Overview of FlexTok: Resampling Images into 1D Token Sequences of Flexible Length

The paper "FlexTok: Resampling Images into 1D Token Sequences of Flexible Length" introduces a novel approach to image tokenization aimed at advancing autoregressive (AR) image generation efficiency and quality. Traditional image generation often employs fixed-size 2D grid tokenization, leading to inefficiencies when the complexity of image content varies. FlexTok overcomes this limitation by allowing images to be represented as variable-length 1D token sequences, adjusting to the actual complexity of the images being processed.

Key Contributions and Findings

The primary contributions of this research include:

1D Tokenization with Flexible Length: FlexTok innovatively transforms 2D images into sequences of 1D tokens, which can be of variable lengths, ranging from 1 to 256 tokens for images sized 256x256. This flexible length tokenization aids in maintaining image comprehension and quality across various levels of complexity, differing from rigid 2D grid approaches where every image is forced into the same token count.
Autoregressive Training and Generation: In an AR setting, FlexTok demonstrates strong generation capabilities on datasets like ImageNet by utilizing a simple GPT-style Transformer. The implementation showcases specific strength in class-conditioning scenarios where coherent output, such as determining a "golden retriever" condition with minimal tokens, can be achieved. This is contrasted against traditional methods like LlamaGen, which require full token generation regardless of image complexity.
Decoding with Rectified Flow: Through the use of a rectified flow model as the decoder, FlexTok can produce high-quality image reconstructions from token sequences. This model supports varying sequence lengths, crucially maintaining the fidelity of the recreated images regardless of the compression level imposed by the token sequence length. The addition of nested dropout further facilitates robust handling of tokens.
Visual Vocabulary Emergence: The report identifies an emergent visual vocabulary within the 1D token sequences. This vocabulary allows for a coarse-to-fine image description starting with high-level semantic concepts and concluding with finer detail definition as more tokens are processed. This structured and ordered progression contrasts with traditional non-hierarchical token sequences, offering enriched semantic compression.

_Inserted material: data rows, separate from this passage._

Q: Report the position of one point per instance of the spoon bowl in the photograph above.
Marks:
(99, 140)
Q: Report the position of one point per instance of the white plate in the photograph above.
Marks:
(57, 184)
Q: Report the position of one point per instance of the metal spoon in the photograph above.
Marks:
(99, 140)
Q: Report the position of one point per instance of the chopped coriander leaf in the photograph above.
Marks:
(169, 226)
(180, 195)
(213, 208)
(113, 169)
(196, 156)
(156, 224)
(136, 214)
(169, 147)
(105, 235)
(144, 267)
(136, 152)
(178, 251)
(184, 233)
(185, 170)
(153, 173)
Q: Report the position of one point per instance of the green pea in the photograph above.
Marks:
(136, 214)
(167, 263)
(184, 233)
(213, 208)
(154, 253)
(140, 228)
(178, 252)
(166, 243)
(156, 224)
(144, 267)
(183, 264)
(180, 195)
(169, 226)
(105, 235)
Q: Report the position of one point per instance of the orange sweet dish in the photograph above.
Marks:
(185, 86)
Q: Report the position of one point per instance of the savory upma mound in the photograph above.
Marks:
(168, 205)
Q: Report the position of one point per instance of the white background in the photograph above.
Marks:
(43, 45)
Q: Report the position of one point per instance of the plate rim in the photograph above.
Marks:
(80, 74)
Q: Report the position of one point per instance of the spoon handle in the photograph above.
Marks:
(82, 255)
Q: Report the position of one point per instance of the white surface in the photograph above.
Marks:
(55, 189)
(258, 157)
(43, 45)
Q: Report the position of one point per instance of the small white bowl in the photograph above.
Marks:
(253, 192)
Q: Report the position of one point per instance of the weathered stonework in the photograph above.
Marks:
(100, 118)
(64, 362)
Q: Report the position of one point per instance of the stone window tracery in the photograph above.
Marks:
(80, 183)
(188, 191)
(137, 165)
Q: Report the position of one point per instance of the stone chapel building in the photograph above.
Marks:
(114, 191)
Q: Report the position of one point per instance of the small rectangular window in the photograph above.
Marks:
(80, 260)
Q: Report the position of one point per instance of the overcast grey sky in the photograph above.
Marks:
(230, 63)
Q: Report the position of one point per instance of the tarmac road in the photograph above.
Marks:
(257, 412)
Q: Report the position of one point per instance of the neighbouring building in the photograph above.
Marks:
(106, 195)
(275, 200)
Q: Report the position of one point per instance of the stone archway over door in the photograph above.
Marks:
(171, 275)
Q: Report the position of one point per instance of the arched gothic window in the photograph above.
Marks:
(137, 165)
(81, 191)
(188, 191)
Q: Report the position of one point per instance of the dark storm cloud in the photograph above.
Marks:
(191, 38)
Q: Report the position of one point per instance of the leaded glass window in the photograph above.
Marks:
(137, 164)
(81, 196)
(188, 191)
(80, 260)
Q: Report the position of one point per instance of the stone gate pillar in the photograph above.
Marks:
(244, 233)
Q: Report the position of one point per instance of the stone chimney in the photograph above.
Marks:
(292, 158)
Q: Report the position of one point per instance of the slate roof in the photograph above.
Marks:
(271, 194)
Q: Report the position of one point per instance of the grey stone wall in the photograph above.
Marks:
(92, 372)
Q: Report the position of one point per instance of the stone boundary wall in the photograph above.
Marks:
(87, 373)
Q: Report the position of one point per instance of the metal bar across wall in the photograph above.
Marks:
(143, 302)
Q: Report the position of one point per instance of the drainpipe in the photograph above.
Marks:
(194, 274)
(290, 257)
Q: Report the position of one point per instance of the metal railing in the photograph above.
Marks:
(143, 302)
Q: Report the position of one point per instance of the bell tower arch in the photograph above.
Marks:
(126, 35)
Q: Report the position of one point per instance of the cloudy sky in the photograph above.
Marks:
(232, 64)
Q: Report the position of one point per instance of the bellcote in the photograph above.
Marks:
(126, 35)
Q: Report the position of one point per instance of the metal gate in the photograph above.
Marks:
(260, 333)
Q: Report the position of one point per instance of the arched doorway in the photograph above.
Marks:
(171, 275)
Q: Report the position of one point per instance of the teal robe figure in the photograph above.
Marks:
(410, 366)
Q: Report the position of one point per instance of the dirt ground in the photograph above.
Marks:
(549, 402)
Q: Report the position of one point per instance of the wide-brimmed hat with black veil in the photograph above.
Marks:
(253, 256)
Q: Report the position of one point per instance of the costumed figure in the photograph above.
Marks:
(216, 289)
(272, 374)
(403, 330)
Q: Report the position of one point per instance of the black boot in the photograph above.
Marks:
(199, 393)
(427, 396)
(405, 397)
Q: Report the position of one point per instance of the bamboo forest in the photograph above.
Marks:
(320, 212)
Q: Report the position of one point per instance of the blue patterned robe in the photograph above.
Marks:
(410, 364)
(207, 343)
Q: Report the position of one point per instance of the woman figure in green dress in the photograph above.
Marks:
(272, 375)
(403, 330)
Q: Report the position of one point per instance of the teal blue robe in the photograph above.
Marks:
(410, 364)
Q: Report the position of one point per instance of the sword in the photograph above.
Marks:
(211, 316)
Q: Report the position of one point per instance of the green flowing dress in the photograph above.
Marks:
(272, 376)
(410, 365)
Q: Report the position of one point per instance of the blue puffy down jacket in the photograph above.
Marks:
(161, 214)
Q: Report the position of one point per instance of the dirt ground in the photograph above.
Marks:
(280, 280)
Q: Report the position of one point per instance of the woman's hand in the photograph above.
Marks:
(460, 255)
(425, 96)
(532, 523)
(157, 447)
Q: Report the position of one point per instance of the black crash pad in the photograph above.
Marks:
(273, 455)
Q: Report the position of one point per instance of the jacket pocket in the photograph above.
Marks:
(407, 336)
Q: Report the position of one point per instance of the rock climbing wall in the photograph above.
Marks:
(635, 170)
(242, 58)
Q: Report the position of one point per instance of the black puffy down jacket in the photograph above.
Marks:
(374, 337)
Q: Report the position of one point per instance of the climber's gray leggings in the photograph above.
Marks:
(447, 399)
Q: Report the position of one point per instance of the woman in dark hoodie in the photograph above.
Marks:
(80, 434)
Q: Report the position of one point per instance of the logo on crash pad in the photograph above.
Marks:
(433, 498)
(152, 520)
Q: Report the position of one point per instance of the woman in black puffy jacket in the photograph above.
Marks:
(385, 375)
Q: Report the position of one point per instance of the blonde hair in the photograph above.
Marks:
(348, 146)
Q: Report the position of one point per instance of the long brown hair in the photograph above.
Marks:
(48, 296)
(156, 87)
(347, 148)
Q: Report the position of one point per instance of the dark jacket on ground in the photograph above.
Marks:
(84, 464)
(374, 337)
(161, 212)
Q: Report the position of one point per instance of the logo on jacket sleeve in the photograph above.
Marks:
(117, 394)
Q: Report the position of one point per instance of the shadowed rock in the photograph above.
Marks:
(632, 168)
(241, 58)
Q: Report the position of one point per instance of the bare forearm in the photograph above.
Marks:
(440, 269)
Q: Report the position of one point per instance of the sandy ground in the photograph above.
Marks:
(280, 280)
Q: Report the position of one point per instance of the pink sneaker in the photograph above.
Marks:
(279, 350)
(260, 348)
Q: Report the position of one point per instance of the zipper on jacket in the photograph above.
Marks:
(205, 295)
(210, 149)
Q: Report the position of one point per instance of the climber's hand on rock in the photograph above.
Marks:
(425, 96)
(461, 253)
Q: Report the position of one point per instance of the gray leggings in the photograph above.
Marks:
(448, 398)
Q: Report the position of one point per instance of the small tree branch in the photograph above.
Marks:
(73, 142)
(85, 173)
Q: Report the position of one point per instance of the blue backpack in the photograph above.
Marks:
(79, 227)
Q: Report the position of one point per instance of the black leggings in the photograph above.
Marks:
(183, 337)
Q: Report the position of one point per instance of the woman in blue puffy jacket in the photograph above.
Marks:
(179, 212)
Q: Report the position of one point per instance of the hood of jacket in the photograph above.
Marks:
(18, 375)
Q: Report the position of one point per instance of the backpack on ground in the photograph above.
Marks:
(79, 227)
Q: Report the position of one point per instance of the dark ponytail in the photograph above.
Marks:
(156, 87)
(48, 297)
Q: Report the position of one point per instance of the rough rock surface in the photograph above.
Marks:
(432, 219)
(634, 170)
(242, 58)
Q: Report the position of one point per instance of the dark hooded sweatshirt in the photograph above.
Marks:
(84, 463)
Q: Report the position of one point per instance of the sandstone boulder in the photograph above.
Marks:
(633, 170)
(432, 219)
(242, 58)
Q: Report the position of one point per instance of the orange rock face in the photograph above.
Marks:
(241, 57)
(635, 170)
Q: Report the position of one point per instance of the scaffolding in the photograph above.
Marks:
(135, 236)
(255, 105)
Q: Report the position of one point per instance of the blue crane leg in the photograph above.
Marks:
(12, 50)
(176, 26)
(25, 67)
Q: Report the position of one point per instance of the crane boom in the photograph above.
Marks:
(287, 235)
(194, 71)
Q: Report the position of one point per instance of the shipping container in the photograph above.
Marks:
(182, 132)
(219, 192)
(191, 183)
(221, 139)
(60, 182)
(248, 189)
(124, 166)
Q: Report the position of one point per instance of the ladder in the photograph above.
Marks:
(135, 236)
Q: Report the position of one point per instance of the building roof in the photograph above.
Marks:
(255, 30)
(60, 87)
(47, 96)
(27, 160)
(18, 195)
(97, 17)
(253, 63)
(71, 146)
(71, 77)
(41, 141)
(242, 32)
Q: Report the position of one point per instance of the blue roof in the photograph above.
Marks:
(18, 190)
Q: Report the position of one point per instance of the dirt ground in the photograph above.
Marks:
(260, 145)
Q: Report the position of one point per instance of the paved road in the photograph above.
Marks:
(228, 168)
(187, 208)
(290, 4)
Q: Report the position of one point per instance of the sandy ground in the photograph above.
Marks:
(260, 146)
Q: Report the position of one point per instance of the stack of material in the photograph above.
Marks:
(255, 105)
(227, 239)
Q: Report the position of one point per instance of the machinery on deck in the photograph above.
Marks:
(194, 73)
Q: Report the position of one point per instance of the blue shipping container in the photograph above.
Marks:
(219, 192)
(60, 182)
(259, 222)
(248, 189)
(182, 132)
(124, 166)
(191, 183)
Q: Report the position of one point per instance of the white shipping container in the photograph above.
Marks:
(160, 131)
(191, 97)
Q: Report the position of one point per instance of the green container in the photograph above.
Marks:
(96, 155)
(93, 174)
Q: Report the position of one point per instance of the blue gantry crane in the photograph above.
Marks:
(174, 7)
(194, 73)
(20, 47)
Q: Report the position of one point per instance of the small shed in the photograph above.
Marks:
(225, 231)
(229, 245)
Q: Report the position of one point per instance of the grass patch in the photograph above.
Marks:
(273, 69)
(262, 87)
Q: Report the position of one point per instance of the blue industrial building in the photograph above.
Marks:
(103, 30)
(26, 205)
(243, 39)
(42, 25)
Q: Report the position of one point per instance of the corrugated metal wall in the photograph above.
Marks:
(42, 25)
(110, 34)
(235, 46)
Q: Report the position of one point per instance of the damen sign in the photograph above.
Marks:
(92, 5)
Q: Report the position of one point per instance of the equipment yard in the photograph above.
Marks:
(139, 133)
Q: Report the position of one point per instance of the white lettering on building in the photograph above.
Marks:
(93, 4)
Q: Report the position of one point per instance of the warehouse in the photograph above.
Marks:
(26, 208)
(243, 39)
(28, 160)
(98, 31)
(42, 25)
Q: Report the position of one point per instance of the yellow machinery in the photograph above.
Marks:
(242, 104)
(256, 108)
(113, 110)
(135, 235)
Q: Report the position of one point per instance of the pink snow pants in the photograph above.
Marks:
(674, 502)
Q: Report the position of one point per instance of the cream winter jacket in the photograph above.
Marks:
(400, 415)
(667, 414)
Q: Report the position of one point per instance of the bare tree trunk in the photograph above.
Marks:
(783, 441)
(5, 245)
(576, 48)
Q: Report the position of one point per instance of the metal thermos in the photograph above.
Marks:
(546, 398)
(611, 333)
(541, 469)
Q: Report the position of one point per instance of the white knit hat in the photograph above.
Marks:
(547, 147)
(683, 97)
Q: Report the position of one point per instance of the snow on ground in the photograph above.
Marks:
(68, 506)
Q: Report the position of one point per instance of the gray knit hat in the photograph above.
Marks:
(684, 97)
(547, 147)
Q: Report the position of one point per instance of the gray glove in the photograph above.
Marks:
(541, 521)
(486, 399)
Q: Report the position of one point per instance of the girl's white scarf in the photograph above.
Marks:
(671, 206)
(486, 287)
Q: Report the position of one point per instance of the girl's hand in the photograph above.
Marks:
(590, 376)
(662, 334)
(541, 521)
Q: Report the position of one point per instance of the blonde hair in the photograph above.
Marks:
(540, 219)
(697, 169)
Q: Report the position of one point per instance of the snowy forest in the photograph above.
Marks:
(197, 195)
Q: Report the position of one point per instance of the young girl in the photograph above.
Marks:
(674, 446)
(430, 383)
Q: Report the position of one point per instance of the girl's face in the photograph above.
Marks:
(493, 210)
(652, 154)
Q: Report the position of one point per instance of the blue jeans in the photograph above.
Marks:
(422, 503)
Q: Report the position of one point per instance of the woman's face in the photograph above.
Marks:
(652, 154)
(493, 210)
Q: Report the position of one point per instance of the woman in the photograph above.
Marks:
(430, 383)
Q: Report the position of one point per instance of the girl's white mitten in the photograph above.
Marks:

Implications and Future Perspectives

From a practical standpoint, FlexTok's approach could reduce computational resources needed for AR modeling by minimizing token count per image based on content complexity, thus optimizing both storage and processing efficiency in large-scale implementations. The theoretical significance lies in how FlexTok extends the conceptual understanding of tokenization utility beyond fixed-grid paradigms.

Looking ahead, the implications of FlexTok could extend into other domains such as video and audio signal processing, where redundancy varies greatly and flexible tokenization could yield similar efficiency and performance benefits. Furthermore, future enhancements could explore integrating FlexTok with lighter-weight decoders or employing scalable models trained in zero-shot learning settings, which might generalize across diverse tasks more fluently.

Overall, while the improvement may not be deemed radical, the FlexTok approach initiates meaningful progress in the adaptation and efficiency of generative image modeling. It encourages ongoing efforts toward computational thrift and extends applicability across broad generative modeling contexts. The continued exploration of these principles could notably augment practical machine learning deployments in resource-constrained environments.